Japonya ekonomisi ise döngünün başka bir tarafında, ekonomik büyümenin canlanmasıyla da destek alarak yükselen enflasyonla mücadele için uzun yıllar sonra ilk kez faiz artışı serisine girmeye hazırlanıyor.

Aralık 2023 yabancı banka raporlarında işte tüm bu cephelerde beklentiler, senaryolar ve olası sonuçları tartışılmakta. Küresel likiditenin yönü, miktarı, gelişmekte olan ülke kur ve varlıklarına yönelmek için risk iştahı seviyesini belirleyici faktörler, jeopolitik gelişmeler ana başlıklar. 2024 itibarıyla Türkiye varlık piyasaları da bu tartışmaların içinde ürkekçe de olsa yeniden yer alıyor.

2024 rezerv paranın yaratıcıları büyük merkez bankalarının enflasyonda zafer ilanı eşliğinde parasal sıkılaştırmadan parasal gevşemeye geçişlerinin başlangıcı olacak. Normalleşme sürecinin temposunu, yeni normalin ne olduğunu 2024 içindeki ekonomik gelişmeler belirleyecek.
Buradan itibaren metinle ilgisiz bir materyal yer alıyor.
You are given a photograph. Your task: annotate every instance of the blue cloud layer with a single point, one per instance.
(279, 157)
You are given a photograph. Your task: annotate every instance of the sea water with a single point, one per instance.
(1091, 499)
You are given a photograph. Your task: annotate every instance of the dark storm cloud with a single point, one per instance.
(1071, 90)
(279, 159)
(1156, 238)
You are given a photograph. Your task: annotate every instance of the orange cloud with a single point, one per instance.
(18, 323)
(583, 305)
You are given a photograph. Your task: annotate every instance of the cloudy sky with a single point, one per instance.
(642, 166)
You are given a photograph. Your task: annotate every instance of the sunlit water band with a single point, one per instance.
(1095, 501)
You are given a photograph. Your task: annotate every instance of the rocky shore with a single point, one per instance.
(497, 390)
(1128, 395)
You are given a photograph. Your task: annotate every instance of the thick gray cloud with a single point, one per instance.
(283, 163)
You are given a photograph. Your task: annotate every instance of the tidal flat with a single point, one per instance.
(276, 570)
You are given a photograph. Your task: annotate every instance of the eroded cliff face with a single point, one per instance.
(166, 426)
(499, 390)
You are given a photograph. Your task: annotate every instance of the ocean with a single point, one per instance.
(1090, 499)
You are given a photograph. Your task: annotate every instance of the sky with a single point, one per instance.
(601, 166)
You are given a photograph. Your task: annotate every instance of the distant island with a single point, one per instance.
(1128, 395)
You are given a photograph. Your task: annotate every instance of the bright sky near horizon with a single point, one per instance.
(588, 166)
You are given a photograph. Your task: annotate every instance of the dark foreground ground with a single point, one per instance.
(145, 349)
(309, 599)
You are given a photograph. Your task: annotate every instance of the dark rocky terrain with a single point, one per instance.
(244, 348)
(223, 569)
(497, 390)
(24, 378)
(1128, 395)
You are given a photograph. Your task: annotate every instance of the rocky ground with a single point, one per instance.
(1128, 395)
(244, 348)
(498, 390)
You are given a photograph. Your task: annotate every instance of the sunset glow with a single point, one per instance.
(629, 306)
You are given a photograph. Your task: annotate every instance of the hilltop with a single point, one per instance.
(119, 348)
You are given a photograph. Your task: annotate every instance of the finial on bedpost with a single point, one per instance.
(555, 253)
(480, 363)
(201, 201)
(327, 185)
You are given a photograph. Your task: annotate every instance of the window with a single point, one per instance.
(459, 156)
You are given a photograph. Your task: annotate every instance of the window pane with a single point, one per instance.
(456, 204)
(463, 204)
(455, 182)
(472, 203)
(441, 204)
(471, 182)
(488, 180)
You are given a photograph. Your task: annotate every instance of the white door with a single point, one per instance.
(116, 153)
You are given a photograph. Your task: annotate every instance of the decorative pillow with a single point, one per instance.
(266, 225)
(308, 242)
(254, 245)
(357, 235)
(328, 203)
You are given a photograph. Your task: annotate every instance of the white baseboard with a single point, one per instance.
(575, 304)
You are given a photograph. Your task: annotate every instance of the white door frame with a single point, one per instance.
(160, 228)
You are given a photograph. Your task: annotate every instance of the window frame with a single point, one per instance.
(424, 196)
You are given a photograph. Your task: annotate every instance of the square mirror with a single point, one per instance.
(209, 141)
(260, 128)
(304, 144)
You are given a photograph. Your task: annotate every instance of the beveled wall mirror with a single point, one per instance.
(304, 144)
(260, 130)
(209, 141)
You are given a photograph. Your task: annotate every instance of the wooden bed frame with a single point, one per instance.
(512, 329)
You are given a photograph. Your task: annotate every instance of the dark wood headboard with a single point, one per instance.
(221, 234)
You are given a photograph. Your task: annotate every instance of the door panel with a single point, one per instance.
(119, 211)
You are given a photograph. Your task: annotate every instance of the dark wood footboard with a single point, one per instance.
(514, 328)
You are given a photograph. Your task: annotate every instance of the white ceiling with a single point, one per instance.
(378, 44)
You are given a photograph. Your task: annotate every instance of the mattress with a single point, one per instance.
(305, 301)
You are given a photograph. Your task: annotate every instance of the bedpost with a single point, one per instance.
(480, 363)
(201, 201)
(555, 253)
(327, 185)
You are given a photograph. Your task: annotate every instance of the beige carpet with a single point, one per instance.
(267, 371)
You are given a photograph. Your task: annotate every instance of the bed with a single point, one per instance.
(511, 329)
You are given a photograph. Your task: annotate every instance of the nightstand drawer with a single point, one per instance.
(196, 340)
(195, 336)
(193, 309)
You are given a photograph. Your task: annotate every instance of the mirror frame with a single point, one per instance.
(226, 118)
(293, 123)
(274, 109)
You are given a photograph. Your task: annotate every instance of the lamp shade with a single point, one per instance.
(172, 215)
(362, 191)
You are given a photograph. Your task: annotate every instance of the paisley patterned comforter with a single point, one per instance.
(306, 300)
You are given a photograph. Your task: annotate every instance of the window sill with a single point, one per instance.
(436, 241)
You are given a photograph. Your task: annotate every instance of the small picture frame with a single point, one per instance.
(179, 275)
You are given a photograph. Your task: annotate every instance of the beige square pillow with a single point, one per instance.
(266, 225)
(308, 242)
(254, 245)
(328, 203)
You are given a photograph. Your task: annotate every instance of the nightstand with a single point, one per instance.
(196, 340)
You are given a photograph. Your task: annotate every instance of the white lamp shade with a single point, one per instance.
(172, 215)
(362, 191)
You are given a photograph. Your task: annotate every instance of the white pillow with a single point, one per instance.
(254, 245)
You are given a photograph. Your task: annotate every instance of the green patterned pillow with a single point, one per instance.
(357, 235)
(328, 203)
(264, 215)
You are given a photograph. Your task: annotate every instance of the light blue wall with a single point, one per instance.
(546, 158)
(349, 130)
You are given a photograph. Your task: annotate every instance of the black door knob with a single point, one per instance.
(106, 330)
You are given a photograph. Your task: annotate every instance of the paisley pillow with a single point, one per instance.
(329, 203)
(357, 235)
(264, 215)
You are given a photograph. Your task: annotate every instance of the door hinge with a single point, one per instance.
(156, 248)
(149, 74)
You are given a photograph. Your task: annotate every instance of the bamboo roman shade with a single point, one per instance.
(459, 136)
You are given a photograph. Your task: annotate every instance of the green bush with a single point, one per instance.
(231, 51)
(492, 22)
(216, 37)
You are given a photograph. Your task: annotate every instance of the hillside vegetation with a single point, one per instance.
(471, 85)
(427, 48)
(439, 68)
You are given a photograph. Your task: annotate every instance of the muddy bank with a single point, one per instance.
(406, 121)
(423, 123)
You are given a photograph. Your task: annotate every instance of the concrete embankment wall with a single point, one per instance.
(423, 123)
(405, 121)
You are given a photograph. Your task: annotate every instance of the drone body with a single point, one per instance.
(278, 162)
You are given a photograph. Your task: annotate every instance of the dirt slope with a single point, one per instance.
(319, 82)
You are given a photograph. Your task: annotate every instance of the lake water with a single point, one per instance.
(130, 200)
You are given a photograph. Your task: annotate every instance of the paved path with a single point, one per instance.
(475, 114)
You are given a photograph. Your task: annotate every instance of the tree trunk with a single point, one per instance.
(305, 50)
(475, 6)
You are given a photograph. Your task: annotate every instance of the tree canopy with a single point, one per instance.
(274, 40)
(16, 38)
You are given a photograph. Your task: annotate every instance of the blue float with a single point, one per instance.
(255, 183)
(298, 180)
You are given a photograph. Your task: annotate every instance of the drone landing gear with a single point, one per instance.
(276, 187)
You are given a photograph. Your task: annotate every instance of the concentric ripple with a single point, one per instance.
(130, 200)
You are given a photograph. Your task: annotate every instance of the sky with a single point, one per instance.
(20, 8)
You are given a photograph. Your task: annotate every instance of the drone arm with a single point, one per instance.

Türkiye ekonomisini yönetenler aklı ve bilgiyi devreye sokmanın faydalarını 2024 içinde yeniden keşfedecekler. Yakın geçmişte yapılan büyük hataların ağır maliyetlerini geniş halk kesimleri bir kez daha sırtlanıp zor bir yılı atlatmaya çalışırken, mecbur hale düştüğümüz sıcak para sahipleri Türkiye piyasalarına “yeniden girme” riskini alarak kolay kazancın tadını çıkaracaklar.

Türkiye ekonomisinin içine sokulduğu bu kısır döngüden çıkıp 2024 ötesinde çıkamayacağını ise daha uzun zaman tartışıyor olacağız. Keza bugün atılan adımlar sıcak paranın gelişini sağlayarak zemindeki oynaklığı sakinleştirici etki yaratsa da bu zeminin üzerine kalıcı değer yaratmak çok daha uzun, meşakkatli yollardan geçiyor. Mevcut iktidarın bu yolları aşacak istek ve kapasite kısıtı ise zaten apayrı bir konu olarak bir süredir hayatlarımızda.